The ovenbird is not one of the brightly colored warblers, such as black-throated blue warbler or yellow warbler. The ovenbird is a small brown bird with a white breast marked with dark streaking — an appearance that bears a superficial resemblance to the larger thrushes that share the same woodland habitat. The only hint of color is an orange crown patch bordered by dark stripes atop the bird’s head. Even this orange crown patch is not easily seen. When agitated, an ovenbird may raise its head feathers, which makes this orange mark easier to detect. The ovenbird also shows a distinct white ring around each eye, as well as pink legs and a pinkish bill.

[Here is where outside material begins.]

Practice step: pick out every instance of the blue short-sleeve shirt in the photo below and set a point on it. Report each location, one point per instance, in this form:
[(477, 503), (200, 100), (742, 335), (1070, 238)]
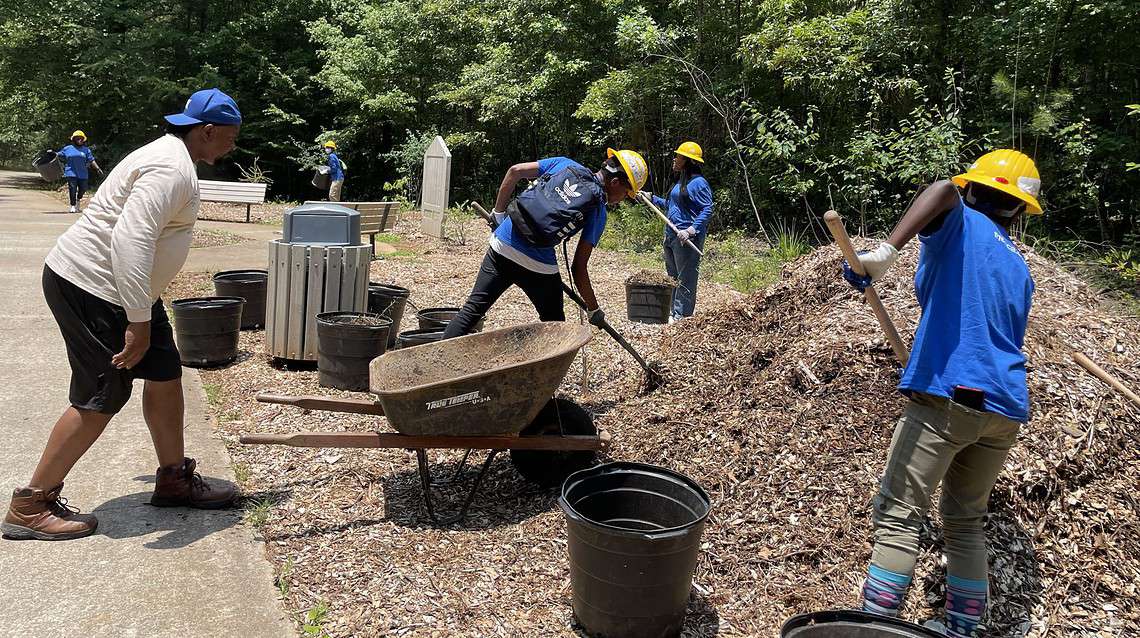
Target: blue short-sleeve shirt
[(75, 161), (975, 291), (513, 246)]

The resemblance to North America’s brown thrushes didn’t go unnoticed by some early American naturalists. Painter and famous naturalist John James Audubon painted a pair of ovenbirds, which he knew as “golden-crowned thrushes.” When comparing the two names, one can’t help but wish that the inaccurate but more romantically descriptive golden-crowned thrush had stuck.
Unfortunately, ovenbirds are stubborn about letting themselves be seen. They’re easily heard. The males begin singing a loud, rollicking “Teacher! Teacher! Teacher” song almost as soon as they arrive on potential nesting grounds.
The ovenbird, unlike many warblers, is not named for its appearance. Instead, the bird’s name derives from the shape of the nest it builds. The nest is a domed structure placed on the ground, woven from vegetation and containing a side entrance. Early European settlers in North America thought the nest looked like a Dutch oven, hence the name “ovenbird” for the small warbler with the intricate nest.
In April and continuing into May, a couple of dozen warbler species will pass through Tennessee. Some of these warblers find area woodlands and other habitats to their liking. They will pause, explore and perhaps decide to spend their summer nesting season in Northeast Tennessee and Western North Carolina rather than continue migrating farther north.
Many of the warblers that pass through each spring, however, are destined to travel a much longer distance before settling down in their favored habitats for the summer nesting season. These warblers include the Tennessee warbler, Nashville warbler, Cape May warbler, blackpoll warbler and Connecticut warbler. Most of these species nest as far north as New England and Canada.
Others find the Southern Appalachians to their liking. Some of the first warblers to return each year include the Louisiana waterthrush, which favors rushing mountain streams, as well as species such as black-throated green warbler, hooded warbler, ovenbird, black-and-white warbler, worm-eating warbler and common yellowthroat.
The Northern parula offers an abundance of identifying characteristics. Adult males are bluish gray overall with a yellow-green patch on the back and two white wingbars. A chestnut band separates the male’s bright yellow throat and chest. Adult females are often a bit paler and typically lack the male’s breast band. Both males and females have distinctive white eye crescents.
Most warblers lead frenetic lives. They often sing high in the tops of trees, but they do occasionally venture closer to the ground, particularly when foraging for prey, which consists of a variety of insects and small spiders. The Northern parula is even more restless than most of its kin.
The more reliable means of locating a Northern parula is to listen for the male’s buzzy, ascending song. He is a persistent singer from the time of his arrival until mid-summer.
A quirk involving nesting material is somewhat unique to this warbler. In much of the southern United States, the Northern parula conceals its nest inside strands of Spanish moss draped from the limbs of live oaks and other trees. In the Southern Appalachians and other locations farther to the north, the absence of Spanish moss means that the birds rely on various Usnea lichens, which are sometimes referred to as “Old Man’s Beard.”
A pair of Northern parulas will attempt to raise two broods in a nesting season. The female lays two to seven eggs and does most of the nest construction.